3.2 Reinforcement learning

   Over the last few decades, scheduling researchers were inspired by artificial
intelligence whose methods were based exclusively on operational research
algorithms of exponential complexity. Taking into account performance effectiveness
and efficiency, which means optimizing several criteria, will increase problem
complexity even more. Artificial intelligence has allowed such complex problems to
be solved, yielding satisfactory, if not always optimal, solutions.

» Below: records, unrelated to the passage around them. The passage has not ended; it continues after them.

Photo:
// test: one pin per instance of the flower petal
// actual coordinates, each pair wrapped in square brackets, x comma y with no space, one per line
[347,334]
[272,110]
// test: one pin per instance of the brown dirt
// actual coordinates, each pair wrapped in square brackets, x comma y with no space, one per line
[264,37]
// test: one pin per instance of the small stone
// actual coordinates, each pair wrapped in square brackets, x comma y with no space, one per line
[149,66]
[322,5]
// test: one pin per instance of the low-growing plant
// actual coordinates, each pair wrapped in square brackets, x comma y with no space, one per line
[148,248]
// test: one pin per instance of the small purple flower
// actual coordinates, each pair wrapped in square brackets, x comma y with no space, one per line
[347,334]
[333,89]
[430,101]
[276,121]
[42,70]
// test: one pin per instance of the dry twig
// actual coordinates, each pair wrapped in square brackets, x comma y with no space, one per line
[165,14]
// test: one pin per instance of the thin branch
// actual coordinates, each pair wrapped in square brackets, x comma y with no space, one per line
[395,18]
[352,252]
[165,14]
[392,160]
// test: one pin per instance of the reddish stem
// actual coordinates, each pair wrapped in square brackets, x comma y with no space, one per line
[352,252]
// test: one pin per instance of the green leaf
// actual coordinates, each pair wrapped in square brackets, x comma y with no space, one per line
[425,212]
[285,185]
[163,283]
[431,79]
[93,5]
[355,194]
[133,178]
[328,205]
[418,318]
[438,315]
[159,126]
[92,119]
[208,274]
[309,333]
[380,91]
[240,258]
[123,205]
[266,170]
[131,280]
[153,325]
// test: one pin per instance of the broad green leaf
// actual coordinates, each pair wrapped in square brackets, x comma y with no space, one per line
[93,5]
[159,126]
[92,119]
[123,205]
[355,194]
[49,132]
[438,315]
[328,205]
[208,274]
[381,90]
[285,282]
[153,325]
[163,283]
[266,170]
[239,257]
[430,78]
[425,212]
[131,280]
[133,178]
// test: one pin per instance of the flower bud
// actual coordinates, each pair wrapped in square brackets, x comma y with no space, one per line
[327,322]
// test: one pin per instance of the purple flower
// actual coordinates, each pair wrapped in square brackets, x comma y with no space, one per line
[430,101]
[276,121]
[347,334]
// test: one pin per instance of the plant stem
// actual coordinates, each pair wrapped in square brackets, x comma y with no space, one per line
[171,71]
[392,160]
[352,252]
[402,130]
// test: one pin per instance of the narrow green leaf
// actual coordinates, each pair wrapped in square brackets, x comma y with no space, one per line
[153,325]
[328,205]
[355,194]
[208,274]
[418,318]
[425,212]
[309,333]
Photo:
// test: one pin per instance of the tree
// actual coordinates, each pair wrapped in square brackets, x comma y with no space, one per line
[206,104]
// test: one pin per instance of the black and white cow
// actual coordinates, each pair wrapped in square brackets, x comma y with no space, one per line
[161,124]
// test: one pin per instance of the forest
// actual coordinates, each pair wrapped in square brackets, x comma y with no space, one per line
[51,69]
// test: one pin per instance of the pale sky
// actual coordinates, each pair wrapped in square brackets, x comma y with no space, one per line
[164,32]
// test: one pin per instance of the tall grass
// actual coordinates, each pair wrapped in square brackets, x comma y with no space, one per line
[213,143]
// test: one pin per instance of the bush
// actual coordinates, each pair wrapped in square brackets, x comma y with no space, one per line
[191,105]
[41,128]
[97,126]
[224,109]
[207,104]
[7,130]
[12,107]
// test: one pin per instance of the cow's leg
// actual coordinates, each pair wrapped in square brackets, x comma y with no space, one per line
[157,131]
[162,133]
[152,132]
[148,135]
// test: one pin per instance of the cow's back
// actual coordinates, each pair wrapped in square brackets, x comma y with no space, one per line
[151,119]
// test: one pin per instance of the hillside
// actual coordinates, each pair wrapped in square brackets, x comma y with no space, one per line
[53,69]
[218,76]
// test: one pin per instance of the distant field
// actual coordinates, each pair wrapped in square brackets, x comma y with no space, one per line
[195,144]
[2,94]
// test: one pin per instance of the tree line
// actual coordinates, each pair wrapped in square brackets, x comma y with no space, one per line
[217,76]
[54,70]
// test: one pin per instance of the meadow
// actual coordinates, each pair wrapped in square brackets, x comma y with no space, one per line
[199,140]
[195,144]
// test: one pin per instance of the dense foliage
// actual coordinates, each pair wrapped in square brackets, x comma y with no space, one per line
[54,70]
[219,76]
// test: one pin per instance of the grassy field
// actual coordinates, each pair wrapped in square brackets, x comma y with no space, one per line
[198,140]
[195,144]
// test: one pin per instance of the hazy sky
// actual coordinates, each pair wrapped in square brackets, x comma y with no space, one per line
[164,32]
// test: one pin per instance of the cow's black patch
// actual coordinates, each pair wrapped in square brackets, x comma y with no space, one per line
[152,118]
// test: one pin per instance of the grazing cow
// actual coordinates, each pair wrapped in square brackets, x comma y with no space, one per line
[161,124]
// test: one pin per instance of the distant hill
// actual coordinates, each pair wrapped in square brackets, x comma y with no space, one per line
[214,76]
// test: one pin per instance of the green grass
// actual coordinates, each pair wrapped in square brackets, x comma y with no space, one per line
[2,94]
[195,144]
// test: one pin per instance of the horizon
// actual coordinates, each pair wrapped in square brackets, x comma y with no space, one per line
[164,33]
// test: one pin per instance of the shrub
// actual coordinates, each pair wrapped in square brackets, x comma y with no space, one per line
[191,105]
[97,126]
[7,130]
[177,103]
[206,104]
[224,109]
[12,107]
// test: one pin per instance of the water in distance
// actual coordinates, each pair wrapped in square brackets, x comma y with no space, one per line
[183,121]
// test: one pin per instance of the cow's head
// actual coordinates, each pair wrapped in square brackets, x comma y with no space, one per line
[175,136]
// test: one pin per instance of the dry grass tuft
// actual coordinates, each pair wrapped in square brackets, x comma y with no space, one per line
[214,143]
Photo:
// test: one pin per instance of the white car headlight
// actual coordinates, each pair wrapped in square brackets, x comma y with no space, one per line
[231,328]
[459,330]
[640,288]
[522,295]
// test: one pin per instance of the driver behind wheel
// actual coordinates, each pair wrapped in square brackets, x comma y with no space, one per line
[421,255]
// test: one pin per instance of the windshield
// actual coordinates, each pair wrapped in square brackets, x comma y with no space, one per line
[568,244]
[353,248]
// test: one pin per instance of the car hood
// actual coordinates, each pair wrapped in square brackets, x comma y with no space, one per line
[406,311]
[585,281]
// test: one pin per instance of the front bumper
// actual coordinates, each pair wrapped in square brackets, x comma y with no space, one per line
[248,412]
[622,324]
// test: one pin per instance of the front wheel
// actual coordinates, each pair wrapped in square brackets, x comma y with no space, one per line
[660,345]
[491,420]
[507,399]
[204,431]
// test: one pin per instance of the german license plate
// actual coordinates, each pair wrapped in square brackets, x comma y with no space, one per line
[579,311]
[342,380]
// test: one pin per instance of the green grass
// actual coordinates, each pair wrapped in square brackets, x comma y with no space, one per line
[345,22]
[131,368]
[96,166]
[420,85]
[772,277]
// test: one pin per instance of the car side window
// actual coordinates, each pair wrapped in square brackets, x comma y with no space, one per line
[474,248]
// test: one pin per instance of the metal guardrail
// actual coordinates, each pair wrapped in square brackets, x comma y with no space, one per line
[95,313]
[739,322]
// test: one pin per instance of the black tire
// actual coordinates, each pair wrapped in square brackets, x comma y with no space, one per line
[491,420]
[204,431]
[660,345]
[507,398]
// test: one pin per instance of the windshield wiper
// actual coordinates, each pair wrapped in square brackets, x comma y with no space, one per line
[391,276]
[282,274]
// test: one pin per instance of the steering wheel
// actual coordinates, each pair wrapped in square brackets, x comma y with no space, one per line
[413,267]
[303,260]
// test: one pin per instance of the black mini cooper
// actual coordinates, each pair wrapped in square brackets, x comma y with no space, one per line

   [9] used genetic algorithms (GA) to adapt the decision strategies of autonomous
controllers. Their control agents use pre-assigned decision rules for a limited amount
of time only, and obey a rule re-placement policy that propagates the most successful
rules to the subsequent populations of concurrently operating agents. However, GA
do not provide satisfactory solutions for reactive scheduling. Therefore, a reactive
technique must be integrated into GA to allow the system to be controlled in real
time.

   Reinforcement learning (RL) might be an appropriate way to obtain quasi-real-time
solutions that can be improved over time. Reinforcement learning is learning by trial
and error dedicated to agents learning. In this paradigm, agents can perceive their
individual states and perform actions for which numerical rewards are given. The goal
of the agents is thus to maximize the total reward they receive over time.

   [8] used reinforcement learning to optimize resource use in a very expensive
electric motor production system. Such systems are characterized by a variety of
products that are produced on re-quest, which requires a great deal of flexibility and
adaptability. The assembly units must be autonomous and modular, which makes
performance control and development difficult. [8] considered these units as insect
colonies able to organize themselves to carry out a task. Self-organization can reduce
the number of resources used, allowing production risk problems to be solved more
easily.

   The most used reinforcement learning algorithm is Q-learning. [18] extended this
algorithm by using a reward function based on EMLT (Estimated Mean LaTeness)
scheduling criteria, which are effective though not efficient. [2] pro-posed an
intelligent agent-based scheduling system. They employed the Q-III algorithm to
dynamically select dispatching rules. Their state determination criteria were the
queue's mean slack time and the machine's buffer size. These authors take advantage
of domain knowledge and experience in the learning process.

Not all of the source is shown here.